In West Africa, as education rates increase, people will start speaking more often in the colonial tongue, especially in rural areas. Of course, one way to improve education rates, in Burkina Faso at least, is to have children begin schooling in their native tongue first and then slowly introducing French over the years. As it is, most young students have very little comprehension of French, but still have to learn in it six days a week. Of course, only speakers of the country’s most predominant languages will be able to profit from such (much needed) language reforms.
And I guess this is my beef. We can talk all day long about dying languages, but whose responsibility is it to keep a language alive? It would certainly be too costly for the government of Burkina Faso to provide education in every one of the 60 plus languages spoken around the country. At least in this battle, somebody has to win and somebody has to lose, writes the writer in his native English tongue. But seriously. Other than education, which is often under the purview of a government and a few cultural institutions that could keep smaller languages alive, the simple realities of demographics and migration will help finish off some smaller languages. It is not pretty nor is it right, but that is how the world works.
On the other hand, there will always be a market for great languages Wolof (more on this in a second) and Moore and Hausa and Swahili and Djioula.
Anyway (I am going somewhere with this, I promise), the Senegalese novelist Boubacar Boris Diop wrote his most recent novel in his native Wolof language, a first time for the author of many books. This is an interview published in the UNESCO Courier.
You wrote a dozen books in French before choosing Wolof, your mother language. Why this reversion?
Actually, my language was always there, inside me. The only problem I faced was the ability to write in my language. I was “corrupted” by French. I spoke everyday Wolof, but I didn’t possess it intimately.
Then there was Rwanda. A group of writers I belonged to went there after the genocide, in 1998, as part of the operation “Rwanda: writing as a duty to memory”. I said to myself that if we’d let 10,000 Rwandans get killed per day for three months, if nobody had done anything, this conveyed a certain contempt for Africa…
At that moment I felt even more strongly the desire to write in my mother language. It became essential. Oh, at first it was painful…I was very afraid of writing a French novel in Wolof. I had to fight against myself, but the Diops are stubborn! Then I began to hear voices – voices that came up out of the past. And writing became very easy. I am certain that my first novel in Wolof, Doomi golo (the she-monkey’s young), is my best piece of writing.Often when one travels from one African capital to another, one has to stop off in a European capital. Does this also happen in the world of African literature?
It would be fantastic if I could translate the Kenyan writer Ngugi wa Thiongo directly form Kikuyu into Wolof, without going through English and French….To my knowledge there’s almost no translation from one African language into another. My novel Doomi Golo is translated into Pulaar now. But who will translate it into Swahili? Do we have to wait two or three centuries? Not necessarily, but that’s what I fear, alas.

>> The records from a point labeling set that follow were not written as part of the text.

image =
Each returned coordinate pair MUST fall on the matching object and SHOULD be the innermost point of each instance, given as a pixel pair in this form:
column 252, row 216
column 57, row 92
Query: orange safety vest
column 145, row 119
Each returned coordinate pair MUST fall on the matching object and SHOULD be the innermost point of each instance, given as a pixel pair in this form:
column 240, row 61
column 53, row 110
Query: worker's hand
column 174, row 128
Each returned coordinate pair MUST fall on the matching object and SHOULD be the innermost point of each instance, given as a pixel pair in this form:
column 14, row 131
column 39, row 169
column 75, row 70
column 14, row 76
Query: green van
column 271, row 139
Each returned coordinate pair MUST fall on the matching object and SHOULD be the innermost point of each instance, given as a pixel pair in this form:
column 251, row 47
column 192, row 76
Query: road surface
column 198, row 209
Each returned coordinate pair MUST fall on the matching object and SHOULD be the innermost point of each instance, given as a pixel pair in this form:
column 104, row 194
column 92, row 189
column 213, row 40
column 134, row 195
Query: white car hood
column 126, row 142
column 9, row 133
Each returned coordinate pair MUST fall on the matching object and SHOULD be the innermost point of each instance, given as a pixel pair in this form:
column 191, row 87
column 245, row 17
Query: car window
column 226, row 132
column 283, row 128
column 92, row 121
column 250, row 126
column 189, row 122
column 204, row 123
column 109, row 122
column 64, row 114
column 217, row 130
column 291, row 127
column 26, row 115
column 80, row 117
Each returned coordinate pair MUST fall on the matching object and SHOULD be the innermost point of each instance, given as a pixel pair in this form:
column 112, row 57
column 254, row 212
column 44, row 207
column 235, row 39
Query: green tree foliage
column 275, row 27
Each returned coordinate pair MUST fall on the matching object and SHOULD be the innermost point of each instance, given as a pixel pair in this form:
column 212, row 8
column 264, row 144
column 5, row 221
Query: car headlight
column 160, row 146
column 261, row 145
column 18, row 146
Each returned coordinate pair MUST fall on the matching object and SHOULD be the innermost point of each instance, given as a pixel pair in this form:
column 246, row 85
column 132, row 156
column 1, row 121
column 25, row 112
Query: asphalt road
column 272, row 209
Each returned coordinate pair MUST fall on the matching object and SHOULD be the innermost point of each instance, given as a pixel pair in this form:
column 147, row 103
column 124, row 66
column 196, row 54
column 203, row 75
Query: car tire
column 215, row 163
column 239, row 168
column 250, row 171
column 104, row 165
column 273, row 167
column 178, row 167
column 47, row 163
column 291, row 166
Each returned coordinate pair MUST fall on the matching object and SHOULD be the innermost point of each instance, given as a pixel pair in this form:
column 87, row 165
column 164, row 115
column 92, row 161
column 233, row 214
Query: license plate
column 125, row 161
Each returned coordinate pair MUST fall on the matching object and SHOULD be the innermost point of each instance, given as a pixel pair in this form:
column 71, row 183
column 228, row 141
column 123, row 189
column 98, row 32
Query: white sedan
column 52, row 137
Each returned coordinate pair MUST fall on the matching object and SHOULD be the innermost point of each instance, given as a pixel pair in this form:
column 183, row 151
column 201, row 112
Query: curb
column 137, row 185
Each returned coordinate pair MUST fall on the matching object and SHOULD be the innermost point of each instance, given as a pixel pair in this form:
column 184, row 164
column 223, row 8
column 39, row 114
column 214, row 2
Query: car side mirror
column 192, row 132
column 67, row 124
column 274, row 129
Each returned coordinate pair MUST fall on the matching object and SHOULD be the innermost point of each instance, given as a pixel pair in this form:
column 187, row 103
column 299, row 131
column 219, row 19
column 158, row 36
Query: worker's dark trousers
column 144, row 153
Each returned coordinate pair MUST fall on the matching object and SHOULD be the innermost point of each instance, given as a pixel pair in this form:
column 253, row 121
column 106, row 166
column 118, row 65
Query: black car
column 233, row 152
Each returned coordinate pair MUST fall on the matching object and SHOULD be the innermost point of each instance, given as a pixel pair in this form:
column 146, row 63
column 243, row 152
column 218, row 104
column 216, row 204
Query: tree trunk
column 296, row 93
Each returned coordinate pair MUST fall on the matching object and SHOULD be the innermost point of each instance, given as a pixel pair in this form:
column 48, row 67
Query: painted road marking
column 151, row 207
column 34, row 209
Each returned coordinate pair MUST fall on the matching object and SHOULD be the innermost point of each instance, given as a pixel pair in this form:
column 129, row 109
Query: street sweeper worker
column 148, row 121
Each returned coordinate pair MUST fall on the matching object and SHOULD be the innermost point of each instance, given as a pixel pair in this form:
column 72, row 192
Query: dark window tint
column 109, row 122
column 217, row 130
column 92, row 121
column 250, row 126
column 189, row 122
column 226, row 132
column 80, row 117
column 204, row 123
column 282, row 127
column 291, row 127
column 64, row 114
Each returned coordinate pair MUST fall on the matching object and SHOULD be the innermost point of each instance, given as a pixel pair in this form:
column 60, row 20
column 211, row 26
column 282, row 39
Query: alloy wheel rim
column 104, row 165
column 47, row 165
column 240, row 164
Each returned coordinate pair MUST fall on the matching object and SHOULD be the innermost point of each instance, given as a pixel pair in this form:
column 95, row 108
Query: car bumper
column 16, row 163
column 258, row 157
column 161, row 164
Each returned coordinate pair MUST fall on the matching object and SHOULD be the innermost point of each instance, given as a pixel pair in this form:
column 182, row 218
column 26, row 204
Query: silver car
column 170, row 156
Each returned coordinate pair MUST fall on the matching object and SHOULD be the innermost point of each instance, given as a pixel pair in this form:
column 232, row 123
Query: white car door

You know, Africa was divided up by the colonial powers in Berlin in 1885. Africans speak to each other through the colonial languages. And me, making fun of it, referring to the Berlin Wall of the Cold War, I call it our “Berlin Wall”. It is invisible but terrible – it separates the English-, French- and Portuguese-speaking countries in Sub-Saharan Africa.
With Moussa Konaté, Malian writer who heads the French-speaking festival “Etonnants voyageurs” (amazing travelers) in Mali, I’ve often discussed the idea of organizing a big meeting of African writers who write in national languages. A way of at least making cracks in this wall. But it’s easier to find sponsors for French-language writers than for those who write in national languages. UNESCO could be the perfect venue for such a pan-African encounter, particularly this year, international year of languages. And it’s an international space. Without walls.
1 comment:
Interesting post and important questions. I've added a link to this entry on a list of blogs that mention the International Year of Languages, and will send it to the AfricanLanguages list. Hopefully this will contribute to discussions about language in Africa, especially this year.